Abstract
Abstract
Objective:
This study investigated possible influences of medical interventions during labor on maternal blood pressure during a breastfeed 2 days postpartum.
Subjects and Methods:
Sixty-six primiparae with normal deliveries were consecutively recruited. Blood pressure was measured at –5, 10, 30, and 60 minutes during a morning breastfeed 2 days postpartum. Five treatment groups were formed based on the medical interventions received during labor: Non-medicated mothers (Control group, n=21); mothers receiving epidural analgesia (EDA) with oxytocin (OT) stimulation (EDAOT group, n=14); mothers receiving EDA without OT stimulation (EDAnon-OT group, n=7); mothers receiving OT stimulation only (OT intravenously [iv] group, n=9); and mothers receiving 10 IU of OT intramuscularly (im) only (OT im group, n=15).
Results:
Baseline diastolic, but not systolic, blood pressure differed between the groups as displayed by significantly lower diastolic blood pressure in the EDAnon-OT group compared with the Control group, the OT iv group, and the EDAOT group (p=0.045, p=0.041, and p=0.024, respectively). Both systolic and diastolic blood pressure fell significantly during the breastfeeding session in the Control group (p=0.001 and p=0.004, respectively), the OT im group (p=0.006 and p=0.001, respectively), and the EDAOT group (p=0.028 and p=0.002, respectively), and the fall in diastolic blood pressure tended to be significant in the OT iv group (p=0.050). The duration of skin-to-skin contact before breastfeeding correlated positively with the decrease in systolic blood pressure in the OT im group (Rs=0.540, p=0.046).
Conclusion:
Administration of EDA during labor lowers baseline diastolic blood pressure and abolishes the fall in blood pressure in response to a breastfeed 2 days after birth.
Introduction
The neuropeptide oxytocin (OT), which is produced in the hypothalamus, was originally known to stimulate uterine contractions during labor and milk ejection during breastfeeding. 12 OT has, however, been shown to have a much broader pattern of effects. It has been demonstrated to induce maternal behavior and to facilitate bonding between mother and young in several types of mammalian species. 13 In addition, OT induces calm and antistress effects such as lowering of blood pressure and cortisol levels in rats through central mechanisms.14,15 Long-term antistress effects, including a decrease in blood pressure, are induced in response to repeated administration of OT. 16
Because OT exerts the effects described above, it is likely that the physiological and psychological adaptations observed in breastfeeding women are caused by the exposure to OT during breastfeeding.

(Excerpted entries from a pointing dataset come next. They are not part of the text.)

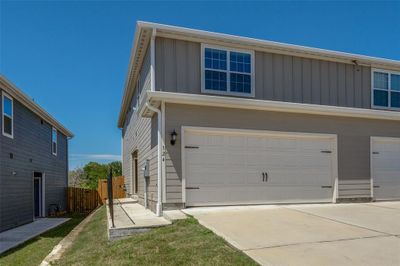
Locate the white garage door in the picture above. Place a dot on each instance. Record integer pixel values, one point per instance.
(385, 161)
(228, 167)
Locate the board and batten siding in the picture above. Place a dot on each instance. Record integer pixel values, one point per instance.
(32, 151)
(277, 77)
(138, 135)
(353, 137)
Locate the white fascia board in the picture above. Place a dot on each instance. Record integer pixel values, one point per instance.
(272, 44)
(266, 105)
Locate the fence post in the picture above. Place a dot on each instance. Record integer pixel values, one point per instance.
(110, 196)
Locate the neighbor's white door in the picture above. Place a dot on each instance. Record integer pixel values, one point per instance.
(385, 166)
(224, 168)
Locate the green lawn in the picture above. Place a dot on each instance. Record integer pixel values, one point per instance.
(36, 249)
(185, 242)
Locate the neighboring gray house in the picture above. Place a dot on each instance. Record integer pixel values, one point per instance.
(225, 120)
(33, 159)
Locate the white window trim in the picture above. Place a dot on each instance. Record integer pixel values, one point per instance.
(228, 92)
(56, 142)
(389, 89)
(3, 95)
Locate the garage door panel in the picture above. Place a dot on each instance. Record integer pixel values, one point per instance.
(239, 195)
(230, 170)
(386, 167)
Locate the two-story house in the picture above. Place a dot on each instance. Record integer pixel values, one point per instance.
(223, 120)
(33, 159)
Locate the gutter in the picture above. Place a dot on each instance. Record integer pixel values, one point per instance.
(159, 125)
(159, 158)
(268, 105)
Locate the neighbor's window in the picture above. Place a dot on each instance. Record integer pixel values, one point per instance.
(54, 141)
(7, 116)
(386, 89)
(227, 71)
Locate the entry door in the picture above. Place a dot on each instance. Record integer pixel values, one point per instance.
(227, 168)
(37, 194)
(385, 166)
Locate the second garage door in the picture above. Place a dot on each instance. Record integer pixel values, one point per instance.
(385, 166)
(227, 167)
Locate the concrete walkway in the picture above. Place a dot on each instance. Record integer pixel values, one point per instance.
(19, 235)
(130, 218)
(315, 234)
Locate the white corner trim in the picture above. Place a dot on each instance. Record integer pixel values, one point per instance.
(267, 105)
(153, 60)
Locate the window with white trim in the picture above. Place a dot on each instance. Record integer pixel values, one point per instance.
(7, 116)
(227, 71)
(386, 89)
(54, 141)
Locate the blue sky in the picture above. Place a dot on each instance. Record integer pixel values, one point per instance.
(72, 56)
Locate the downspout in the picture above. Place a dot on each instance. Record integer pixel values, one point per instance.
(159, 124)
(159, 157)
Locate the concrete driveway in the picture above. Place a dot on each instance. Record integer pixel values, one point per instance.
(315, 234)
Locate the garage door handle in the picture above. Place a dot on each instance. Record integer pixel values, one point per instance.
(265, 176)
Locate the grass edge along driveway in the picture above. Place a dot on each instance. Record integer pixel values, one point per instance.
(35, 250)
(185, 242)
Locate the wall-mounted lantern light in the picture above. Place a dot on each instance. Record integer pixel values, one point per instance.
(173, 137)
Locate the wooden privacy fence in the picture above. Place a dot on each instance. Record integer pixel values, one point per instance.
(81, 200)
(118, 188)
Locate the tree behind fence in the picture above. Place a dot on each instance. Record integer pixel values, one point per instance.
(81, 200)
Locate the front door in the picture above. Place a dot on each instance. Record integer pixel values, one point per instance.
(37, 199)
(37, 194)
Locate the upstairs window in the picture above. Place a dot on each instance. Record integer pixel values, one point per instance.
(7, 116)
(54, 141)
(386, 89)
(227, 71)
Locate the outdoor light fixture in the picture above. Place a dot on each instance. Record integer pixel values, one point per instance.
(173, 137)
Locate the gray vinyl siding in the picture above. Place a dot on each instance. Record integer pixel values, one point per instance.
(353, 137)
(140, 134)
(31, 148)
(277, 77)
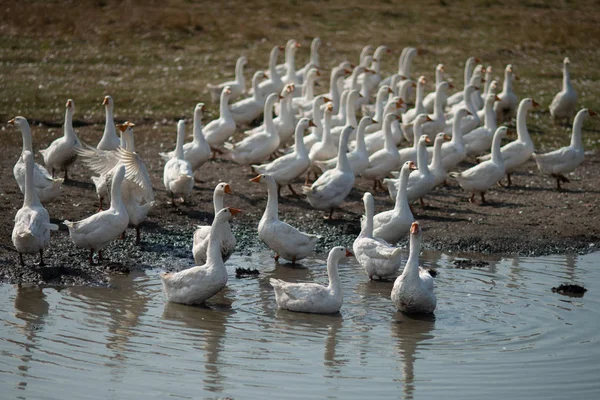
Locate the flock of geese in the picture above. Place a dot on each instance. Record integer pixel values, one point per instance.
(337, 149)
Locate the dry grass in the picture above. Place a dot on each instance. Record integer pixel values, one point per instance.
(155, 57)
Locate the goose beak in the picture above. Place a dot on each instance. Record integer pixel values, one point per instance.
(234, 211)
(414, 228)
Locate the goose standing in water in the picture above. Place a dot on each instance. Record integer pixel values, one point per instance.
(31, 233)
(413, 290)
(312, 297)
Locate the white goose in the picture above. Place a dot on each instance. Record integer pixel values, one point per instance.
(312, 297)
(413, 290)
(506, 107)
(110, 140)
(560, 162)
(61, 152)
(197, 152)
(247, 110)
(479, 178)
(31, 232)
(393, 225)
(385, 160)
(201, 241)
(197, 284)
(98, 230)
(259, 146)
(290, 166)
(517, 152)
(285, 240)
(46, 187)
(429, 99)
(565, 102)
(178, 176)
(376, 256)
(330, 190)
(479, 140)
(137, 193)
(359, 157)
(237, 86)
(218, 131)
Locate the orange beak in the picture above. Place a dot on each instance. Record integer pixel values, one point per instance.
(234, 211)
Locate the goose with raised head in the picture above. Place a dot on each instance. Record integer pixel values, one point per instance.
(61, 154)
(313, 297)
(109, 140)
(385, 160)
(330, 190)
(392, 225)
(468, 72)
(517, 152)
(286, 241)
(506, 107)
(564, 102)
(289, 166)
(31, 232)
(218, 131)
(413, 290)
(429, 100)
(201, 240)
(259, 146)
(98, 230)
(197, 152)
(359, 157)
(274, 84)
(376, 256)
(560, 162)
(247, 110)
(237, 86)
(479, 178)
(178, 176)
(197, 284)
(479, 140)
(136, 191)
(46, 187)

Skin-to-skin contact between mother and infant before breastfeeding has been shown to induce maternal OT release 17 and to decrease the mothers' cortisol levels. 2 In addition, infants who are placed in skin-to-skin contact with their mother cry less, 18 display reduced heart rate, 19 and have an increased skin temperature. 20 Taken together, these data indicate that skin-to-skin contact in connection with breastfeeding stimulates interaction and induces calm in both mother and infant.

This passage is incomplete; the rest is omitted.